Diana apartó la mirada del cuadro y giró la cabeza hacia Brighton con asombro, no solo por su conocimiento sobre la pintura, sino por el dardo envenenado que había lanzado en su dirección. La rubia pensó que había provocado en él justo la sensación que quería evitar originar. Ignorando el calor en sus mejillas y la vergüenza que había helado el resto de su cuerpo, Diana se giró por completo hacia el duque.
—Excelencia, le ruego me disculpe si —
—No tiene por qué disculparse. Comprendo lo que ha venido a hacer aquí —interrumpió de nuevo Fitzgerald, esta vez dándole el placer de mirarla a los ojos. Pero eso solo provocó que Diana se sintiera más pequeña ante su fría mirada—. Una cara bonita no es suficiente para tentarme, señorita Bridgerton. Puede marcharse con su entusiasmo a otra parte.
Por un momento, la parte racional del cerebro de la rubia se congeló. Se quedó pasmada ante aquel hombre que la desafiaba con la mirada, como si en un abrir y cerrar de ojos se hubiera propuesto desprestigiarla y borrar la brillante sonrisa que había adornado sus labios hasta hacía unos segundos.
Claro, que la parálisis solo le duró a la chica unos segundos.

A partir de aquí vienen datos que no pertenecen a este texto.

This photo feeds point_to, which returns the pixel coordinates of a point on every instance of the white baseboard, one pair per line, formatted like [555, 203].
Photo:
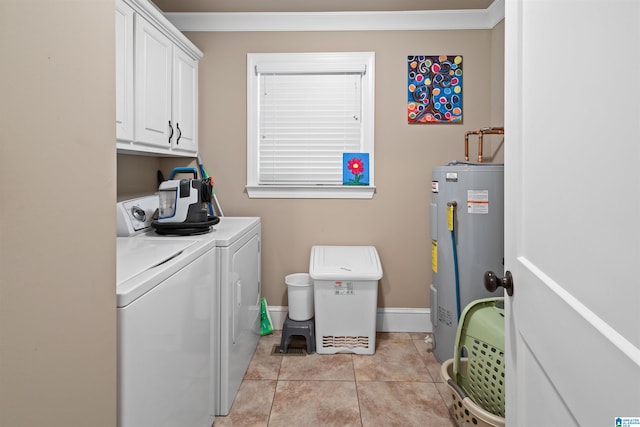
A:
[387, 319]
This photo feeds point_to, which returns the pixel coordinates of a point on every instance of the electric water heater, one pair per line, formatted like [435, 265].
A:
[467, 239]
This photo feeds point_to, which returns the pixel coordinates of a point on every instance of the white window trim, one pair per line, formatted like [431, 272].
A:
[309, 61]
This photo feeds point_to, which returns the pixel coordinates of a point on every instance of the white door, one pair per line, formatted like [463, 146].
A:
[185, 102]
[572, 211]
[153, 59]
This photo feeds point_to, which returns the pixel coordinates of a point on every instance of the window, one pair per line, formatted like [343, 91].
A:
[303, 111]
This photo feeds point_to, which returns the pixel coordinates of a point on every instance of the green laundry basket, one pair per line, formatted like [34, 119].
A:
[480, 339]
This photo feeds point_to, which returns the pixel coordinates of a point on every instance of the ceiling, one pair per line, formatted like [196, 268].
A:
[316, 6]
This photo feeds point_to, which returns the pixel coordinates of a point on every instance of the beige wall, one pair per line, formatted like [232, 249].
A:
[396, 219]
[57, 227]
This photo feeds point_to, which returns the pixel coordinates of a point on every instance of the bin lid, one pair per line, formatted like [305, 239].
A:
[345, 263]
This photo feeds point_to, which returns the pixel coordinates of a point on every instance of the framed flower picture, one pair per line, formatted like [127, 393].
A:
[355, 168]
[434, 89]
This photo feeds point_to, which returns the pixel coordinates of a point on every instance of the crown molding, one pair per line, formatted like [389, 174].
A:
[467, 19]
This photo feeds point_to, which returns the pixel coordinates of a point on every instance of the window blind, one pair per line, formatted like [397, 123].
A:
[306, 122]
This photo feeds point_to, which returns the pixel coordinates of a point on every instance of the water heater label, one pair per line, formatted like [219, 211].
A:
[451, 176]
[478, 201]
[434, 256]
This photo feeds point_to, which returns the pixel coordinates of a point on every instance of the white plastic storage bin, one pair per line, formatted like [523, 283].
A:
[345, 289]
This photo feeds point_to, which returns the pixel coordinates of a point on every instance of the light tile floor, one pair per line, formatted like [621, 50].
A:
[399, 385]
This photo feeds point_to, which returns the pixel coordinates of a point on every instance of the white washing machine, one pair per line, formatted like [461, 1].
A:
[235, 329]
[165, 304]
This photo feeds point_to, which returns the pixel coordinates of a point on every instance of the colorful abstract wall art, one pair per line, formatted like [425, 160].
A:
[355, 168]
[434, 89]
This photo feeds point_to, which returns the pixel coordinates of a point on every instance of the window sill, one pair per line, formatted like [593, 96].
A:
[310, 191]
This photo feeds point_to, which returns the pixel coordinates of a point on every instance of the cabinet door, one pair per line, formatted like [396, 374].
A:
[124, 72]
[185, 102]
[153, 125]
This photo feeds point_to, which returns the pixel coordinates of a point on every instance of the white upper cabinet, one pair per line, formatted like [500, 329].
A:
[124, 72]
[185, 102]
[153, 86]
[165, 86]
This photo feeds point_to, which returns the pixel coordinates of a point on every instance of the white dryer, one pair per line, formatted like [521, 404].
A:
[238, 244]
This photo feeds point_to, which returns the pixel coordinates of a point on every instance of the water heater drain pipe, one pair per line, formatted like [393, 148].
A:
[451, 209]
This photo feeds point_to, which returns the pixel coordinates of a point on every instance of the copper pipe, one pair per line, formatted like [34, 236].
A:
[480, 133]
[466, 143]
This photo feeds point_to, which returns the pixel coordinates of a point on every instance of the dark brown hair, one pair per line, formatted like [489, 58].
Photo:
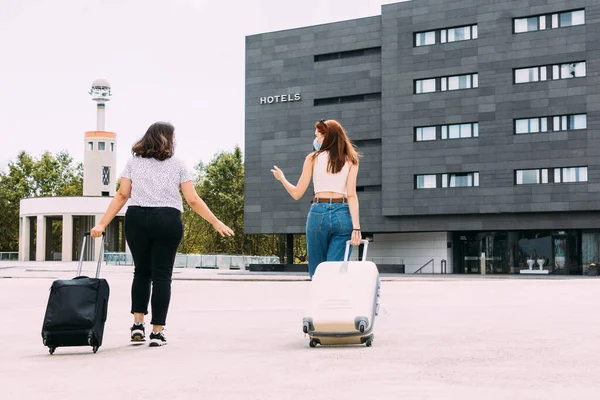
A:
[157, 143]
[337, 144]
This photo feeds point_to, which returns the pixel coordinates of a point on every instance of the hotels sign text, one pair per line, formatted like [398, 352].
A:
[280, 98]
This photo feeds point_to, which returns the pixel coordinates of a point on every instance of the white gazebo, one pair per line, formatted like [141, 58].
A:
[52, 228]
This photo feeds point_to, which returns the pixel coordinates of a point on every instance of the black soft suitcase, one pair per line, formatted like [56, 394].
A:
[77, 309]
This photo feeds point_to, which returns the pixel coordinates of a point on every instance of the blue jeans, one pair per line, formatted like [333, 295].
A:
[328, 227]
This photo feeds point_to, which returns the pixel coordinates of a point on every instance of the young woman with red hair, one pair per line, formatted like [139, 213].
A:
[333, 217]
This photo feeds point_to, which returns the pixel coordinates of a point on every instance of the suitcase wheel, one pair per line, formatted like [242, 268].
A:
[362, 326]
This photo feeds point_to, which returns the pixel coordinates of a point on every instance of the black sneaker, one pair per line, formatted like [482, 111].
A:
[157, 339]
[138, 332]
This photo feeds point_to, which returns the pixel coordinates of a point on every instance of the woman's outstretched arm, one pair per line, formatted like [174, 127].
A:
[296, 191]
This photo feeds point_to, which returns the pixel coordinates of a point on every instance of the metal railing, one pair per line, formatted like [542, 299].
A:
[209, 261]
[432, 262]
[9, 256]
[443, 267]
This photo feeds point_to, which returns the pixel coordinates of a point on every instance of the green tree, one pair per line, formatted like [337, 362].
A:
[220, 183]
[27, 177]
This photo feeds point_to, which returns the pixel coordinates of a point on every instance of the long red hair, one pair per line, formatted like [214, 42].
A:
[337, 144]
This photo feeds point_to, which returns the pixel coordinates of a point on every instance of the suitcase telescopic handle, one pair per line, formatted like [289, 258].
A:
[363, 242]
[101, 253]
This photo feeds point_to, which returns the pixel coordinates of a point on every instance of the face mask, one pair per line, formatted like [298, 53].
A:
[316, 145]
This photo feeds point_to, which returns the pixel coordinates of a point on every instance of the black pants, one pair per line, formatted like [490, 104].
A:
[153, 235]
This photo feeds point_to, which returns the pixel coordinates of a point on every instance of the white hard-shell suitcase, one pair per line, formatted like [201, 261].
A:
[343, 302]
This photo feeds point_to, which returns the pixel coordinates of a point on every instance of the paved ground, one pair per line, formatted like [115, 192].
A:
[443, 338]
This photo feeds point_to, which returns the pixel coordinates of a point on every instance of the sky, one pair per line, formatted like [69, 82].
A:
[180, 61]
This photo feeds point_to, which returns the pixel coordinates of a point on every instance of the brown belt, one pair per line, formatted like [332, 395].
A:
[319, 200]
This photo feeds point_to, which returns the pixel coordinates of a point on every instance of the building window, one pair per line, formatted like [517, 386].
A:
[547, 21]
[425, 86]
[570, 175]
[443, 132]
[530, 24]
[426, 181]
[570, 70]
[555, 123]
[446, 35]
[460, 131]
[347, 99]
[532, 74]
[447, 83]
[459, 82]
[105, 175]
[545, 72]
[425, 133]
[347, 54]
[550, 175]
[468, 179]
[570, 18]
[532, 176]
[458, 34]
[569, 122]
[424, 38]
[531, 125]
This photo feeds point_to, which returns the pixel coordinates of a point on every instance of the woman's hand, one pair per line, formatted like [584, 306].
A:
[356, 238]
[97, 230]
[223, 229]
[277, 173]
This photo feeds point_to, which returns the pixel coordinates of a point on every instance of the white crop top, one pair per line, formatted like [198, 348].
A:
[324, 181]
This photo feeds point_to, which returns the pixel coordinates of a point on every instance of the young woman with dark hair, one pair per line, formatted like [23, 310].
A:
[153, 227]
[333, 217]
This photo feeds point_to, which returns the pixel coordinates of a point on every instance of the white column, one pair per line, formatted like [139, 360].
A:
[24, 239]
[67, 247]
[40, 249]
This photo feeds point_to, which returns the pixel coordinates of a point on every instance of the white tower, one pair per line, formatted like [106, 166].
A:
[100, 154]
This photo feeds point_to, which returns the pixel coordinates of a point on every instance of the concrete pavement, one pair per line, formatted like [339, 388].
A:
[235, 339]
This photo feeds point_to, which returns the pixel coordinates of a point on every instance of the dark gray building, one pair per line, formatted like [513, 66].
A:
[478, 122]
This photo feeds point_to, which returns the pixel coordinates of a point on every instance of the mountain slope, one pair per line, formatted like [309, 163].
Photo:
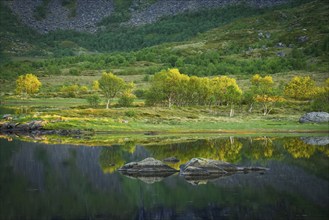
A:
[83, 15]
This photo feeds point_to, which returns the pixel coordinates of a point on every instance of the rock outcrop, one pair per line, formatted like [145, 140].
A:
[89, 13]
[321, 141]
[315, 117]
[148, 167]
[196, 171]
[199, 170]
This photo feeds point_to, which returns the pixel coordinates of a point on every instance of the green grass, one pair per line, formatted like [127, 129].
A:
[74, 114]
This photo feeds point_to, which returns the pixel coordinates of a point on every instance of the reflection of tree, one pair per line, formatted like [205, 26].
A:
[261, 148]
[112, 158]
[298, 149]
[229, 150]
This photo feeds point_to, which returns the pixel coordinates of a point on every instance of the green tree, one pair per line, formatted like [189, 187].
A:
[321, 100]
[301, 88]
[27, 84]
[168, 87]
[220, 86]
[93, 100]
[111, 86]
[264, 92]
[233, 95]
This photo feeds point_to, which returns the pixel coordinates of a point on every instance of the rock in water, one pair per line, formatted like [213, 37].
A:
[147, 167]
[171, 160]
[314, 117]
[200, 170]
[321, 141]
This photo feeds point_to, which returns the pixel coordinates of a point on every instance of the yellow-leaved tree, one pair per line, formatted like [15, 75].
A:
[301, 88]
[264, 93]
[27, 84]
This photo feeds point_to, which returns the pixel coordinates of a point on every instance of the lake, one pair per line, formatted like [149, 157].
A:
[63, 181]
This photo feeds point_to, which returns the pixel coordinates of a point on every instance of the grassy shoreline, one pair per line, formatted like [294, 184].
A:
[73, 115]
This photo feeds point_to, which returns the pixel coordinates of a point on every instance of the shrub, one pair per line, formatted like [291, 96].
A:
[130, 113]
[140, 93]
[126, 99]
[93, 100]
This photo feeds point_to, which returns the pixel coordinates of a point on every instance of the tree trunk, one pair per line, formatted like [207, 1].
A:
[250, 108]
[265, 110]
[232, 112]
[108, 104]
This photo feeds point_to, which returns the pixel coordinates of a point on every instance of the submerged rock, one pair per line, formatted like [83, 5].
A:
[321, 141]
[314, 117]
[199, 170]
[148, 167]
[171, 160]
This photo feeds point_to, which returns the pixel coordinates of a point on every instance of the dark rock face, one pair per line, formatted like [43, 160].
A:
[196, 171]
[199, 170]
[171, 160]
[315, 117]
[29, 126]
[89, 13]
[147, 167]
[163, 8]
[316, 140]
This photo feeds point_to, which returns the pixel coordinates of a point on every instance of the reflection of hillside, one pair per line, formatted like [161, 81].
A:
[36, 160]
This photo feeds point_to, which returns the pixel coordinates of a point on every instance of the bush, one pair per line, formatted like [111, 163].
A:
[321, 102]
[93, 100]
[126, 100]
[140, 93]
[130, 113]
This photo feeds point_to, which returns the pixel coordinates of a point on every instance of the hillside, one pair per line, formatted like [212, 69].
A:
[239, 42]
[84, 15]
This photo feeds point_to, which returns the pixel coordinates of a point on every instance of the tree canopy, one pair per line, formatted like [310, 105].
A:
[27, 84]
[111, 86]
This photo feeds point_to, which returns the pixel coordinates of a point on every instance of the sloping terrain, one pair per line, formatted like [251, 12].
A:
[83, 15]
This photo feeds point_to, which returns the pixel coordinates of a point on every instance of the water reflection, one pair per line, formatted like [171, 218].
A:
[40, 181]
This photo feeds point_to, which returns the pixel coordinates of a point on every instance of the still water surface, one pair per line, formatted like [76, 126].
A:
[40, 181]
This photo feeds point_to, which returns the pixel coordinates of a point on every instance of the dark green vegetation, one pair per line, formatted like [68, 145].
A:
[236, 41]
[244, 41]
[43, 181]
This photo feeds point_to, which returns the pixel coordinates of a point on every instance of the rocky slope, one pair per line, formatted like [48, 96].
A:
[89, 13]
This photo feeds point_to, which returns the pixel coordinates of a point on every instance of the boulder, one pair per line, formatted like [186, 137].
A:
[171, 160]
[201, 169]
[7, 117]
[302, 39]
[321, 141]
[148, 167]
[314, 117]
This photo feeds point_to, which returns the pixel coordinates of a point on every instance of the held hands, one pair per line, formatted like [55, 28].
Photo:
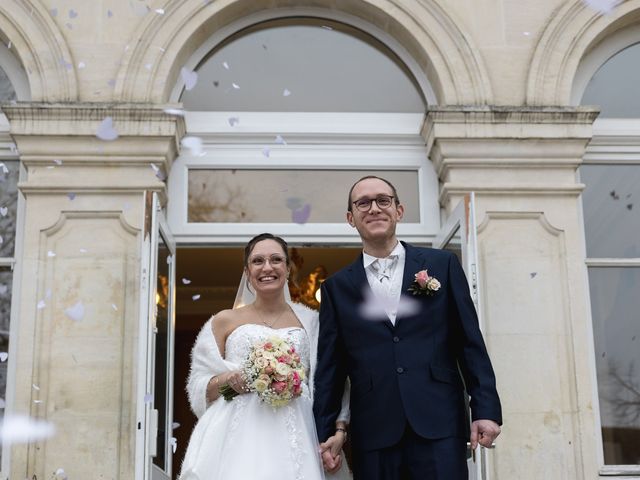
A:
[330, 451]
[484, 432]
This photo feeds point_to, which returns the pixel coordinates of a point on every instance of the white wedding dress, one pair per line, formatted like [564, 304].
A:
[245, 438]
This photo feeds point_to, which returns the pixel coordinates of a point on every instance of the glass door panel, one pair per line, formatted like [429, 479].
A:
[459, 236]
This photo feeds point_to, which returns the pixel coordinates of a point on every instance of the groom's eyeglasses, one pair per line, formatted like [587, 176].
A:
[383, 201]
[274, 260]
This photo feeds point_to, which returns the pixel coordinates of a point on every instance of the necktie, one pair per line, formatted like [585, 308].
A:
[383, 268]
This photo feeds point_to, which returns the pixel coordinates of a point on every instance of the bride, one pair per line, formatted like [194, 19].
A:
[245, 438]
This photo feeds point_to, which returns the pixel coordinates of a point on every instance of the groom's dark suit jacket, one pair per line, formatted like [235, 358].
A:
[408, 372]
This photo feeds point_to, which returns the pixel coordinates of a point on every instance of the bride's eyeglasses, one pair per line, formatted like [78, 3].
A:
[274, 260]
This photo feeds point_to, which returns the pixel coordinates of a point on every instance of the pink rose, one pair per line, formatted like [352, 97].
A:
[279, 387]
[422, 278]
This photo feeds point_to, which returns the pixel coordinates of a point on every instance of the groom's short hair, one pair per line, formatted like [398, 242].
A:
[393, 189]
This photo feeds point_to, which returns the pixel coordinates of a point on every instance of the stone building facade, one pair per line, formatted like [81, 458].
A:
[504, 117]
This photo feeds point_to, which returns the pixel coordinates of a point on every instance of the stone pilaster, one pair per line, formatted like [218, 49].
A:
[522, 162]
[79, 288]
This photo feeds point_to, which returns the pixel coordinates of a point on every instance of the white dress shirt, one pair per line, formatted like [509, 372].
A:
[385, 278]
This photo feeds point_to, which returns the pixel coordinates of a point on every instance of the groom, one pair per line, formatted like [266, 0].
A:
[410, 368]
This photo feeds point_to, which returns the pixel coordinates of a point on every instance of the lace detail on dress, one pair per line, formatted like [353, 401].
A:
[296, 450]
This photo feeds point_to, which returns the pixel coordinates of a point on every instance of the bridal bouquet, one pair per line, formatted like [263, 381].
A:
[273, 370]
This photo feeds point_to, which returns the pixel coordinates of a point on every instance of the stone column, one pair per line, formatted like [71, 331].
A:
[522, 162]
[77, 331]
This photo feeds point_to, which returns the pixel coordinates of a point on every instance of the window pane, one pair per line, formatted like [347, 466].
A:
[163, 299]
[611, 203]
[615, 87]
[283, 196]
[615, 307]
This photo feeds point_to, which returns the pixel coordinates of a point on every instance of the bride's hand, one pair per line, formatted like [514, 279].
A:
[237, 382]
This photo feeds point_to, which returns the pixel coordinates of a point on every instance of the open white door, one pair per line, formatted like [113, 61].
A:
[154, 440]
[459, 236]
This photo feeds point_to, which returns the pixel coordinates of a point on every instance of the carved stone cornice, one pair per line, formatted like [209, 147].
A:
[512, 151]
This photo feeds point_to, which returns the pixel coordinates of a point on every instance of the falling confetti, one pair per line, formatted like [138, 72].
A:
[75, 312]
[24, 429]
[375, 308]
[194, 144]
[106, 131]
[300, 216]
[190, 78]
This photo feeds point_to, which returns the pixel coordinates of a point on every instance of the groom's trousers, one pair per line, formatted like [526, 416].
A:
[414, 458]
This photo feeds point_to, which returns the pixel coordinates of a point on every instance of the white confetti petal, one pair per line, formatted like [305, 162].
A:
[23, 429]
[75, 312]
[106, 131]
[375, 308]
[194, 144]
[189, 77]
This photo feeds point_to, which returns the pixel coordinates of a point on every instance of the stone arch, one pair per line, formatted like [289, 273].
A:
[573, 31]
[42, 50]
[444, 53]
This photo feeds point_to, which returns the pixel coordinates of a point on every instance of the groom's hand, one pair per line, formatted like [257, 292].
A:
[484, 432]
[330, 452]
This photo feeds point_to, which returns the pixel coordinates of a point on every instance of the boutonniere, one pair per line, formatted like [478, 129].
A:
[424, 284]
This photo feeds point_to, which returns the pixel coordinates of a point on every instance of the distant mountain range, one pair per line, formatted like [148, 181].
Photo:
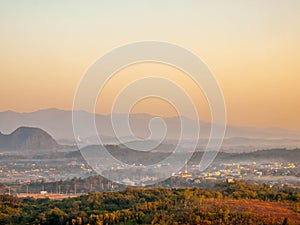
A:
[58, 123]
[27, 138]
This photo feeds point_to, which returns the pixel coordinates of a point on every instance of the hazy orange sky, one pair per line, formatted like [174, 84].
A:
[252, 47]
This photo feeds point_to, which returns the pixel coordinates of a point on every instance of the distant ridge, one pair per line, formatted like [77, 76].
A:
[27, 138]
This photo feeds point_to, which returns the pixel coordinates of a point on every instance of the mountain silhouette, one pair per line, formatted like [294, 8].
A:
[27, 138]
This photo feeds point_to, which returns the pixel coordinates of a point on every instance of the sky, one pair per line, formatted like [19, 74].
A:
[252, 48]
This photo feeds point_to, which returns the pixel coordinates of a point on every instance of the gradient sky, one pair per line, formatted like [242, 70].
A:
[252, 47]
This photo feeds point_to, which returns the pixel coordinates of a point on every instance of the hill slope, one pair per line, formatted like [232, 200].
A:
[27, 138]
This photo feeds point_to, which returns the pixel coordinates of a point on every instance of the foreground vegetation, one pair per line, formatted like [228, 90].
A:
[236, 203]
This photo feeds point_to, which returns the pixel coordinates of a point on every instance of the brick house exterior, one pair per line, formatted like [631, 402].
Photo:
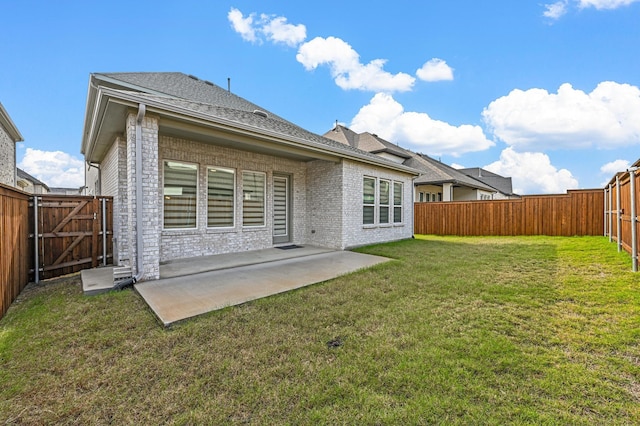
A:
[222, 175]
[9, 136]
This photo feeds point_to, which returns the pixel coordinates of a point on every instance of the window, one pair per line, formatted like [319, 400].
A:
[397, 202]
[220, 197]
[369, 201]
[384, 201]
[180, 195]
[253, 190]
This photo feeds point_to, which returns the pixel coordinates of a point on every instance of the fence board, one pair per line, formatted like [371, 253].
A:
[579, 212]
[14, 245]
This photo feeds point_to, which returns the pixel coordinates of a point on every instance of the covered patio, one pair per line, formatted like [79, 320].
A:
[194, 286]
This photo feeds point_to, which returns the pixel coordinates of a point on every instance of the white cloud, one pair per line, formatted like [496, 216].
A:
[242, 25]
[614, 167]
[555, 10]
[274, 28]
[435, 70]
[532, 173]
[570, 119]
[560, 8]
[55, 168]
[346, 68]
[279, 31]
[604, 4]
[387, 118]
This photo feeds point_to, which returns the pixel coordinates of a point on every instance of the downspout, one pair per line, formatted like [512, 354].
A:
[139, 203]
[634, 219]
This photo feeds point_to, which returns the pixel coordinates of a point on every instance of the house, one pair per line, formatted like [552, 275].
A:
[501, 184]
[437, 181]
[9, 136]
[196, 170]
[29, 184]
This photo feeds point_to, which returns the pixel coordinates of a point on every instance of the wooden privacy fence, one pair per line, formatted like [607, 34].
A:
[622, 203]
[15, 247]
[45, 236]
[579, 212]
[73, 233]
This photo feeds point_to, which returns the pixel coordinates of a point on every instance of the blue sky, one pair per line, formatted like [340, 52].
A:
[547, 93]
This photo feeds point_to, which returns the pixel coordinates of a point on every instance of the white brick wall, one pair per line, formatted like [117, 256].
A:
[7, 158]
[324, 189]
[354, 232]
[150, 195]
[327, 199]
[203, 241]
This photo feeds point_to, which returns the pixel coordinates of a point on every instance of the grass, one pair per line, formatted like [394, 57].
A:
[531, 330]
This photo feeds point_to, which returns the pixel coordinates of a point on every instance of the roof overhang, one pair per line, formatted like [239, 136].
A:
[107, 109]
[8, 125]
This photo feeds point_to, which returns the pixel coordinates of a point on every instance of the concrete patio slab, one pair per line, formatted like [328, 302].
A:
[180, 297]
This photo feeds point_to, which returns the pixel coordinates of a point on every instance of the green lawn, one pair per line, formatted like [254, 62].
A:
[530, 330]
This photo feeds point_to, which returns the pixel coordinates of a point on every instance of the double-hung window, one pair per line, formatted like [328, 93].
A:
[180, 194]
[397, 202]
[253, 198]
[369, 201]
[220, 197]
[384, 201]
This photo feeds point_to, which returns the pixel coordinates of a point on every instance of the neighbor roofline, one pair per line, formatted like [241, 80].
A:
[8, 124]
[104, 95]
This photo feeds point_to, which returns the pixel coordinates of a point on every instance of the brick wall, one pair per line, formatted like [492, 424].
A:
[205, 241]
[354, 232]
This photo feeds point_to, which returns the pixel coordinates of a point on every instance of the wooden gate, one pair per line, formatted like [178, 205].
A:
[73, 233]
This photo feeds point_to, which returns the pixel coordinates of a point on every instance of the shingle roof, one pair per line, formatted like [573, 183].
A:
[501, 183]
[366, 141]
[192, 94]
[437, 172]
[184, 86]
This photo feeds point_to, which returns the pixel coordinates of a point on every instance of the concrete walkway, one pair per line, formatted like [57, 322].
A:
[192, 287]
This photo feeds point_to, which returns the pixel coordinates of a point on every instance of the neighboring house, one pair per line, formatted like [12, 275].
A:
[437, 181]
[501, 184]
[29, 184]
[196, 170]
[9, 136]
[65, 191]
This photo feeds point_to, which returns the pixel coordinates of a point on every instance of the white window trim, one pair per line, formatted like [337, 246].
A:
[393, 202]
[264, 198]
[235, 199]
[169, 160]
[374, 205]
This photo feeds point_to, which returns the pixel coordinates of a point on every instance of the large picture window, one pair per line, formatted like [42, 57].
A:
[220, 197]
[180, 195]
[369, 201]
[385, 201]
[397, 202]
[253, 197]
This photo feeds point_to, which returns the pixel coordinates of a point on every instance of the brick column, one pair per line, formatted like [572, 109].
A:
[151, 227]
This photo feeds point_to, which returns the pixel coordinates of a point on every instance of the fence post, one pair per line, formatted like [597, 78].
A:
[605, 213]
[610, 214]
[104, 231]
[36, 266]
[634, 219]
[618, 213]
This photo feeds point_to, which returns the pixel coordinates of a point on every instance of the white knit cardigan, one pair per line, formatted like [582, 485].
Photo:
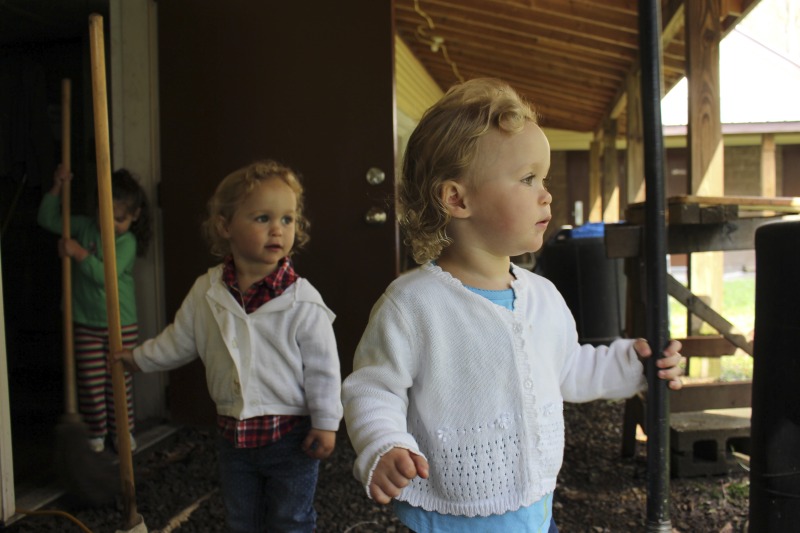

—Es usted un impresentable —espetó Diana, atravesando los oscuros orbes del duque con una punzante mirada. Brighton, sorprendido ante las palabras cargadas de veneno de la joven Bridgerton, frunció el ceño con molestia—. Oh, mis disculpas. Es usted un impresentable... excelencia.
Mientras Diana hacía la reverencia que culminaba su conversación con Fitzgerald, notó como los ojos del hombre quemaban sobre su piel. Sin molestarse en darle una sola mirada más a aquel indeseable, la rubia giró sobre sus talones. Pero su plan de fuga se echó a perder cuando el feliz rostro de Anthony se cruzó en su camino.
—¡Brighton! Veo que has conocido a mi hermana.